Jim Dodge, Republican candidate for state treasurer, can think of millions of reasons why taxpayers might not be willing to give lawmakers in Springfield the benefit of the doubt when it comes to anything tax related.
“Ordinarily, you might be open to anything that has the chance to bring jobs or tourism to the state, but with the way local government does its math you always have to be skeptical here in Illinois,” Dodge told the Prairie State Wire. “It’s clear to me that the policy makers here don’t do math, at least not well.”
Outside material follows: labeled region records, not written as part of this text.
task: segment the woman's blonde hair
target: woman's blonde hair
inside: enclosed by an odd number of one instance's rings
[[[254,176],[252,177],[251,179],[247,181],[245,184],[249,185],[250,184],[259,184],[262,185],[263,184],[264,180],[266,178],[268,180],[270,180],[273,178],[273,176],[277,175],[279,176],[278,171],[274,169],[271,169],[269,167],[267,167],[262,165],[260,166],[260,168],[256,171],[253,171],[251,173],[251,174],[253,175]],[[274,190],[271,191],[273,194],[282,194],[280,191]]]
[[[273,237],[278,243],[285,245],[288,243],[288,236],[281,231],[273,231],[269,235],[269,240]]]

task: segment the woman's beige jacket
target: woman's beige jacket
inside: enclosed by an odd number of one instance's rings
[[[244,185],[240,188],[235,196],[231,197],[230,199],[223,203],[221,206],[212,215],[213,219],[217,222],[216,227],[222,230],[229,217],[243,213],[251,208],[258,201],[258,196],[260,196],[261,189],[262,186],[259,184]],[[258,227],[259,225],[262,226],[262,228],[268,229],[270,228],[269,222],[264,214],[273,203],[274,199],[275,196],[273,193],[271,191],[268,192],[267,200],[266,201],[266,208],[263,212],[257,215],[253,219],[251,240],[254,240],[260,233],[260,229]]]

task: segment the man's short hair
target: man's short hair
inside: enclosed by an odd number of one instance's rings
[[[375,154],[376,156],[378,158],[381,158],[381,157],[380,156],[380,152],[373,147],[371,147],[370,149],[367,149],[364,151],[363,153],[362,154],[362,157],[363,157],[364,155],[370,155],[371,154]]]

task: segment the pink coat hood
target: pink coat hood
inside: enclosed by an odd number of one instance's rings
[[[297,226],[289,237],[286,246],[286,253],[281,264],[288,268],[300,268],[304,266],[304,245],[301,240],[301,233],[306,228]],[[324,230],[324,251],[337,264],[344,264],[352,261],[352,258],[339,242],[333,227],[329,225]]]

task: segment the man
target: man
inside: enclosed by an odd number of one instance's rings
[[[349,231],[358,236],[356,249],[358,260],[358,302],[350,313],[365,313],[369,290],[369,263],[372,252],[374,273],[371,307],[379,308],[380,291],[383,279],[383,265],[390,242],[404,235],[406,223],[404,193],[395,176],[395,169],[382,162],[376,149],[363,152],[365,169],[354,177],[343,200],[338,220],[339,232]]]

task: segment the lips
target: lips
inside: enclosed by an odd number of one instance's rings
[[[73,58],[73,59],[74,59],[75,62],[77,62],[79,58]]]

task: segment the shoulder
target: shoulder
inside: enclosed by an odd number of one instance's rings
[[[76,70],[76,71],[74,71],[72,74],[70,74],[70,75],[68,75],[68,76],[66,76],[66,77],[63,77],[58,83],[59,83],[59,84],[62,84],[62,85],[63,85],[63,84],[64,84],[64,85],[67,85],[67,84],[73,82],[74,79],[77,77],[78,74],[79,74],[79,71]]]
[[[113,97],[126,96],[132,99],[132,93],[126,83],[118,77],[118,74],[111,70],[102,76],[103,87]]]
The Chicago Sun-Times reports state officials have shelled out at least $420 million in state tax breaks to TV and film production companies over the last decade as part of a grand effort to attract a larger share of that market to Illinois.
Illinois State Treasurer Mike Frerichs
Approximately 1,817 companies have reaped the incentives, though what they did to earn the money remains a mystery. The Sun-Times reports lawmakers have never inspected the books of any of the companies involved in the program.
“That would be mind-boggling,” said Dodge, running against incumbent Mike Frerichs in November’s general election. “Especially, when you consider we’re talking gifting millions in benefits to an industry that typically doesn’t need a whole lot of tax breaks. I always say if you’re going to put taxpayer dollars into a project like this you better make sure they are getting something back in the deal.”
With Illinois being Illinois, Dodge said he isn’t surprised to hear about possible corruption tied to the program.
Federal prosecutors recently filed extortion charges against longtime Teamsters boss John T. Coli, alleging that he swindled at least $325,000 from Cinespace Chicago Film Studios co-founder Alex Pissios by threatening to stage work stoppages at the West Side studio where such productions as “Chicago Fire” and “Empire” are filmed, the Deadline Hollywood website states.
Coli and Pissios’ connection spans several years, with Coli introducing Pissios to several of the Democratic lawmakers who earmarked the $31 million in grants and tax breaks he used to construct Cinespace.
“It bothers me that Springfield would be seemingly going for the cool and glamorous project instead of something that more clearly is in the interest of the people,” Dodge said. “We should be worried about getting the basics right. Getting our financial house in order means investing in our workforce so that we’re able to attract more businesses and people back to the state.”